This project develops a hybrid transformer-based system to classify multiple mental illnesse. It combines models like BERT, RoBERTa, GPT-2, and DistilBERT with deep learning layers such as CNN and BiLSTM to improve accuracy. The system processes raw text, trains on labeled data, and predicts categories like Anxiety, Depression, and Stress. A user-friendly Flask web app allows secure input and displays predictions. The approach enhances detection by capturing context and sequential patterns, supporting early mental health identification.

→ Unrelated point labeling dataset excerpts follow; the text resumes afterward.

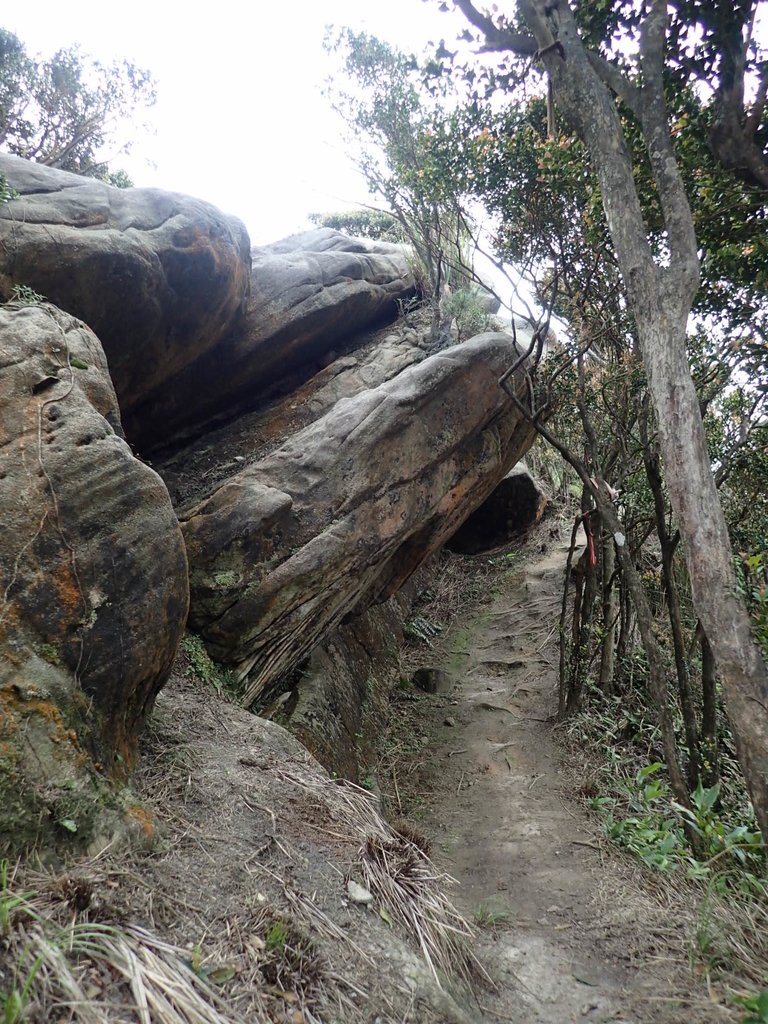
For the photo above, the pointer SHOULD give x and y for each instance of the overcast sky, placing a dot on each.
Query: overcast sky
(241, 120)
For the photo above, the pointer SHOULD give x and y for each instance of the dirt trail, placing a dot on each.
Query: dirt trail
(561, 929)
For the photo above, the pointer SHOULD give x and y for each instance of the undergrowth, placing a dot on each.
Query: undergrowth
(711, 855)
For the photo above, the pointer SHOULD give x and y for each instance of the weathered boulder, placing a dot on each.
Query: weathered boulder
(516, 505)
(93, 582)
(309, 295)
(195, 470)
(161, 278)
(343, 512)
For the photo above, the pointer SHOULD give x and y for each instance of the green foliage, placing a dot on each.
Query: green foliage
(752, 573)
(643, 817)
(215, 676)
(23, 295)
(66, 110)
(375, 224)
(424, 630)
(756, 1006)
(492, 912)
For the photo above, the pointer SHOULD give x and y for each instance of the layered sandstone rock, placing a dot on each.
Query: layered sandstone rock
(310, 295)
(343, 512)
(93, 584)
(161, 278)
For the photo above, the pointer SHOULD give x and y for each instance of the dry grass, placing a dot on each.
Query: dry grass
(56, 966)
(404, 883)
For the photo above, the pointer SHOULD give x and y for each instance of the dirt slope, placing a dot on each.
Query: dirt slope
(569, 930)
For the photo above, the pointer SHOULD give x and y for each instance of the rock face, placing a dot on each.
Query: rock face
(93, 583)
(161, 278)
(309, 294)
(516, 505)
(342, 513)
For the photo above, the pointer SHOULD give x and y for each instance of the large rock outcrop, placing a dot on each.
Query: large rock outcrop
(161, 278)
(343, 512)
(93, 582)
(515, 505)
(310, 295)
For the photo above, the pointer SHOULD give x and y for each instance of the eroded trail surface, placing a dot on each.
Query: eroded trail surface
(565, 928)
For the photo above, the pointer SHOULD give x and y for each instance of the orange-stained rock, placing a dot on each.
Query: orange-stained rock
(343, 512)
(161, 278)
(93, 582)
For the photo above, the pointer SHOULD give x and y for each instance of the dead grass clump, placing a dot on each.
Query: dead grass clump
(408, 887)
(56, 967)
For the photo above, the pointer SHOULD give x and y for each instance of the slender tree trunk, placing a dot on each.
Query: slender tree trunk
(659, 298)
(609, 611)
(653, 475)
(710, 750)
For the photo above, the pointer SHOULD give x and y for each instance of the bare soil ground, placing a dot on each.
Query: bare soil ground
(247, 885)
(568, 928)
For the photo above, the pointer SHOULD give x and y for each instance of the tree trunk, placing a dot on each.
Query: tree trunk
(610, 612)
(659, 298)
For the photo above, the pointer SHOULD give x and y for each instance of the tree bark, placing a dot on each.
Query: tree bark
(659, 297)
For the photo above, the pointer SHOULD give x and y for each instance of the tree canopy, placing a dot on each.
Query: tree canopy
(620, 152)
(69, 110)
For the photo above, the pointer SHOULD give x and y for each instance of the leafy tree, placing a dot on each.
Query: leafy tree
(394, 124)
(65, 111)
(367, 223)
(610, 70)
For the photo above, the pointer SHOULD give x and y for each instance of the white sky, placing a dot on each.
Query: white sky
(241, 120)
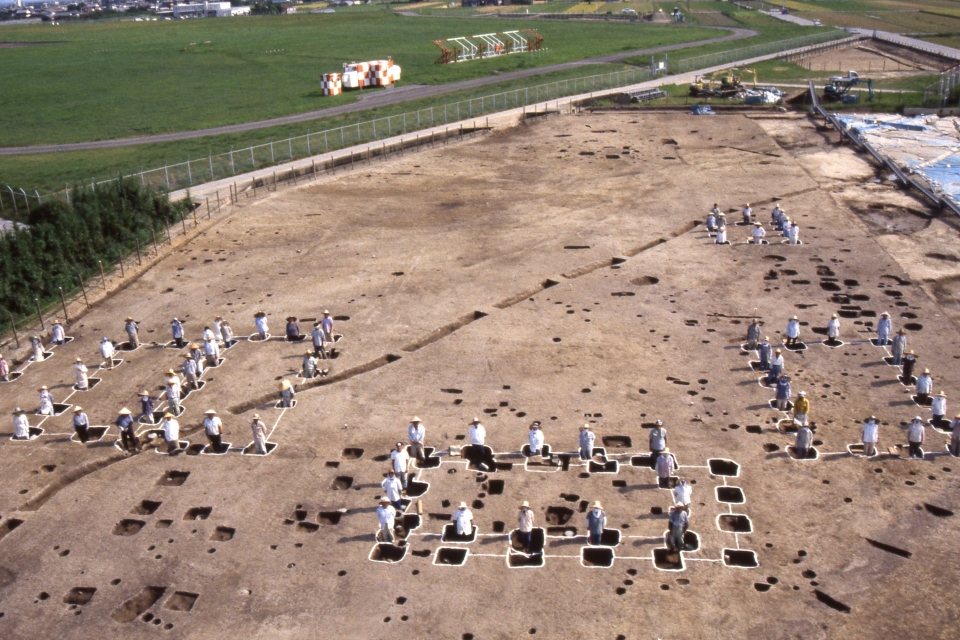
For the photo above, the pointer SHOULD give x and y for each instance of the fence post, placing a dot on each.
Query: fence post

This project presents a hybrid transformer-based architecture for the multiclass classification of mental illnesses using social media text. Four hybrid models have been developed and evaluated: BERT + CNN, RoBERTa + BiLSTM, GPT2 + BiLSTM, and DistilBERT + CNN. These models are trained to identify and classify mental health conditions into these categories: Anxiety', 'Bipolar', 'Depression', 'Normal', 'Personality disorder', 'Stress', 'Suicidal'. The project uses preprocessed textual data from social media platforms and leverages contextual embeddings and sequential learning to improve classification accuracy. A web-based application is developed using Flask, with modules for user registration, login, prediction, and logout. The system allows users to input text and receive a predicted mental health status. The backend is supported by transformer models and deep learning architectures, ensuring efficient prediction and scalability. Evaluation metrics such as accuracy, precision, recall, and F1-score are used to compare models and determine the best-performing hybrid.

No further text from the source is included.